The Australian outback is set to become home to the world’s largest solar farm, with the project expected to provide power to places as far away as Singapore.
Called Sun Cable, the 10-gigawatt solar farm will occupy 120 square km (46 square miles) in a remote corner of the country’s Northern Territories. Construction is expected to begin in 2023 and is forecast to cost a whopping $20 billion to build. It's being backed by the Australian government, plus a handful of billionaire investors.
Mr Cannon-Brookes, one of the lead investors, said: "In a carbon-constrained world, Australia should be a winner. This is a massively exciting project with world-changing potential. We have the resources, the ingenuity and the drive to get it done - we just have to put it all together. If we nail this, we can build a new export industry for Australia, create jobs and set our economy up for the future."
Once finished, the farm will initially provide renewable energy to communities in northern Australia, and later on, the plan is to export much of the energy to other countries. According to Sun Cable CEO David Griffin, two-thirds of the power would eventually be exported to Singapore by high-voltage undersea cables, feeding around a fifth of the city-state’s energy needs.

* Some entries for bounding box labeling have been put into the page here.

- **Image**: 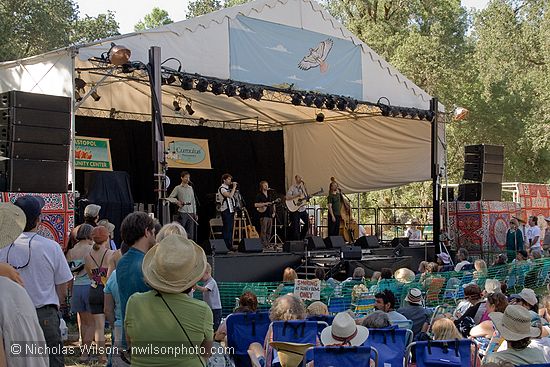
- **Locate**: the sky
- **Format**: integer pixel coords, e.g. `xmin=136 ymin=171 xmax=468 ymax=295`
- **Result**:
xmin=76 ymin=0 xmax=489 ymax=34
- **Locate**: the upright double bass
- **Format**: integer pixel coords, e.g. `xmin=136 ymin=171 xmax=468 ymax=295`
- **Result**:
xmin=329 ymin=177 xmax=359 ymax=242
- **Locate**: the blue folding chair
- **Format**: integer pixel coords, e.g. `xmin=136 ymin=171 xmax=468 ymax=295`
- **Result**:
xmin=405 ymin=339 xmax=479 ymax=367
xmin=225 ymin=312 xmax=271 ymax=367
xmin=363 ymin=328 xmax=412 ymax=367
xmin=302 ymin=346 xmax=378 ymax=367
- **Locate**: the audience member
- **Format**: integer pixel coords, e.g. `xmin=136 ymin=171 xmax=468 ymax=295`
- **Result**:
xmin=0 ymin=195 xmax=73 ymax=367
xmin=0 ymin=203 xmax=49 ymax=367
xmin=125 ymin=234 xmax=213 ymax=367
xmin=116 ymin=212 xmax=156 ymax=347
xmin=484 ymin=305 xmax=546 ymax=366
xmin=374 ymin=289 xmax=407 ymax=321
xmin=397 ymin=288 xmax=430 ymax=335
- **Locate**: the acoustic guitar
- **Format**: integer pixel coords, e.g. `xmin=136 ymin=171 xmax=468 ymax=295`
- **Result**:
xmin=286 ymin=187 xmax=325 ymax=213
xmin=256 ymin=198 xmax=281 ymax=213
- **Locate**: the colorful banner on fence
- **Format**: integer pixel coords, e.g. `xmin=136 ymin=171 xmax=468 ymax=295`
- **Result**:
xmin=74 ymin=136 xmax=113 ymax=171
xmin=164 ymin=136 xmax=212 ymax=169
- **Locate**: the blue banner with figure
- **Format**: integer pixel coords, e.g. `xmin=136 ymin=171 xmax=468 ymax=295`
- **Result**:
xmin=229 ymin=16 xmax=363 ymax=100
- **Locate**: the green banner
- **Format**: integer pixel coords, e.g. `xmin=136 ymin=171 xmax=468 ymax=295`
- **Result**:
xmin=74 ymin=136 xmax=113 ymax=171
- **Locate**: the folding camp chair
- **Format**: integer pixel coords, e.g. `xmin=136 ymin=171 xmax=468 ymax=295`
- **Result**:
xmin=363 ymin=328 xmax=413 ymax=367
xmin=226 ymin=312 xmax=271 ymax=367
xmin=404 ymin=339 xmax=479 ymax=367
xmin=302 ymin=346 xmax=378 ymax=367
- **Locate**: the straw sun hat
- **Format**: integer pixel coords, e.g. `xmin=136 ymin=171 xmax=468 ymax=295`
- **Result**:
xmin=142 ymin=234 xmax=206 ymax=293
xmin=0 ymin=203 xmax=27 ymax=248
xmin=489 ymin=305 xmax=540 ymax=341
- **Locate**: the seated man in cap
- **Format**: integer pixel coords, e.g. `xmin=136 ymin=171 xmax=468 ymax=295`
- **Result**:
xmin=0 ymin=195 xmax=73 ymax=366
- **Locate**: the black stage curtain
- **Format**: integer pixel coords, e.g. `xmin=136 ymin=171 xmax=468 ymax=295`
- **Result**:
xmin=75 ymin=116 xmax=286 ymax=241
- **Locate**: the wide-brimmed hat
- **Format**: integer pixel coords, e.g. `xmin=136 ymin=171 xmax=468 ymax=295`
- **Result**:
xmin=489 ymin=305 xmax=540 ymax=341
xmin=405 ymin=288 xmax=422 ymax=305
xmin=393 ymin=268 xmax=416 ymax=283
xmin=269 ymin=342 xmax=314 ymax=367
xmin=321 ymin=312 xmax=369 ymax=346
xmin=141 ymin=234 xmax=206 ymax=293
xmin=437 ymin=252 xmax=451 ymax=265
xmin=0 ymin=203 xmax=27 ymax=248
xmin=510 ymin=288 xmax=538 ymax=306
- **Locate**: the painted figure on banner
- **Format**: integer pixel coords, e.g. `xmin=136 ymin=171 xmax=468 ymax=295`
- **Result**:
xmin=168 ymin=171 xmax=199 ymax=242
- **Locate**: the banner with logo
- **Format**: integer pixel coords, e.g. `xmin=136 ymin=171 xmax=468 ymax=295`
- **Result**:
xmin=164 ymin=136 xmax=212 ymax=169
xmin=74 ymin=136 xmax=113 ymax=171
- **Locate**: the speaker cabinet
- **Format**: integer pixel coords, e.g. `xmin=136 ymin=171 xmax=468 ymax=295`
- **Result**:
xmin=458 ymin=182 xmax=502 ymax=201
xmin=325 ymin=236 xmax=346 ymax=248
xmin=239 ymin=238 xmax=263 ymax=252
xmin=307 ymin=236 xmax=327 ymax=251
xmin=355 ymin=236 xmax=380 ymax=248
xmin=283 ymin=241 xmax=306 ymax=254
xmin=340 ymin=246 xmax=363 ymax=260
xmin=208 ymin=238 xmax=229 ymax=255
xmin=0 ymin=159 xmax=69 ymax=193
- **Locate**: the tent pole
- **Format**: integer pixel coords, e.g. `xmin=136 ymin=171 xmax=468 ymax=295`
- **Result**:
xmin=430 ymin=97 xmax=441 ymax=254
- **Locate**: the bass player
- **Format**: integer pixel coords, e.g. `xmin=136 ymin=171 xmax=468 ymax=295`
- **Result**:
xmin=254 ymin=181 xmax=275 ymax=249
xmin=285 ymin=175 xmax=309 ymax=241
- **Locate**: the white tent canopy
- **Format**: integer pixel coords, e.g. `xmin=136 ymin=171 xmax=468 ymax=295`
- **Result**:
xmin=0 ymin=0 xmax=443 ymax=192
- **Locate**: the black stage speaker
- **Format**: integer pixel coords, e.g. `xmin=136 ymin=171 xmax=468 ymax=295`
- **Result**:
xmin=239 ymin=238 xmax=263 ymax=252
xmin=458 ymin=182 xmax=502 ymax=201
xmin=355 ymin=236 xmax=380 ymax=248
xmin=307 ymin=236 xmax=327 ymax=251
xmin=340 ymin=246 xmax=363 ymax=260
xmin=463 ymin=144 xmax=504 ymax=183
xmin=0 ymin=159 xmax=68 ymax=193
xmin=283 ymin=241 xmax=306 ymax=254
xmin=325 ymin=236 xmax=346 ymax=248
xmin=208 ymin=238 xmax=229 ymax=255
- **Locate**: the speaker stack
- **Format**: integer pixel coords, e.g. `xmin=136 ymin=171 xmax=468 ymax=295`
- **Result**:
xmin=0 ymin=91 xmax=71 ymax=193
xmin=458 ymin=144 xmax=504 ymax=201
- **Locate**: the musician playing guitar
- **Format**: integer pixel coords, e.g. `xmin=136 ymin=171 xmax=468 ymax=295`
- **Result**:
xmin=285 ymin=175 xmax=309 ymax=241
xmin=168 ymin=171 xmax=199 ymax=241
xmin=254 ymin=181 xmax=274 ymax=248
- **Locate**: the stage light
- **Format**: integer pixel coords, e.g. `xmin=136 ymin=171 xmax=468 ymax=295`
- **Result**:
xmin=313 ymin=96 xmax=325 ymax=108
xmin=107 ymin=42 xmax=132 ymax=66
xmin=250 ymin=87 xmax=264 ymax=101
xmin=291 ymin=93 xmax=302 ymax=106
xmin=195 ymin=78 xmax=208 ymax=93
xmin=239 ymin=86 xmax=250 ymax=99
xmin=172 ymin=98 xmax=181 ymax=112
xmin=181 ymin=76 xmax=193 ymax=90
xmin=210 ymin=82 xmax=223 ymax=96
xmin=325 ymin=97 xmax=336 ymax=110
xmin=304 ymin=93 xmax=315 ymax=107
xmin=225 ymin=84 xmax=237 ymax=97
xmin=336 ymin=97 xmax=348 ymax=111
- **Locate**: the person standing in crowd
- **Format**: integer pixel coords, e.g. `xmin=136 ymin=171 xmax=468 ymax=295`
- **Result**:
xmin=125 ymin=235 xmax=213 ymax=367
xmin=0 ymin=195 xmax=73 ymax=367
xmin=0 ymin=203 xmax=49 ymax=367
xmin=116 ymin=212 xmax=156 ymax=347
xmin=525 ymin=215 xmax=542 ymax=254
xmin=254 ymin=181 xmax=275 ymax=248
xmin=195 ymin=263 xmax=222 ymax=331
xmin=327 ymin=181 xmax=342 ymax=236
xmin=67 ymin=223 xmax=94 ymax=363
xmin=218 ymin=173 xmax=237 ymax=251
xmin=85 ymin=226 xmax=112 ymax=363
xmin=168 ymin=171 xmax=199 ymax=241
xmin=506 ymin=218 xmax=523 ymax=261
xmin=285 ymin=175 xmax=309 ymax=241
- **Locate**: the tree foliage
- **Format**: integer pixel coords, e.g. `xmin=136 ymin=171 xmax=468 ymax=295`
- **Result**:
xmin=134 ymin=7 xmax=173 ymax=32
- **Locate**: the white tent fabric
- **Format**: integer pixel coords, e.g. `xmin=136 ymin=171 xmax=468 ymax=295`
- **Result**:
xmin=0 ymin=0 xmax=443 ymax=192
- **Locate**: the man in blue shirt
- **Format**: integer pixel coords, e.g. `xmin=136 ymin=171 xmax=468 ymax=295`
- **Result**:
xmin=116 ymin=212 xmax=156 ymax=347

While a remote patch of desert more than 2,000 miles away might not seem like the most obvious location to put Singapore’s power supply, Sun Cable think it’s hit upon the ideal location for its vast solar farm. As part of the project, Sun Cable is also working to create training schemes and offer green jobs to members of local Indigenous communities.
If Sun Cable’s project goes to plan, its solar farm will be almost three times as large as the current biggest, located in northern China. Furthermore, Sun Cable's farm will be large enough to be seen from space.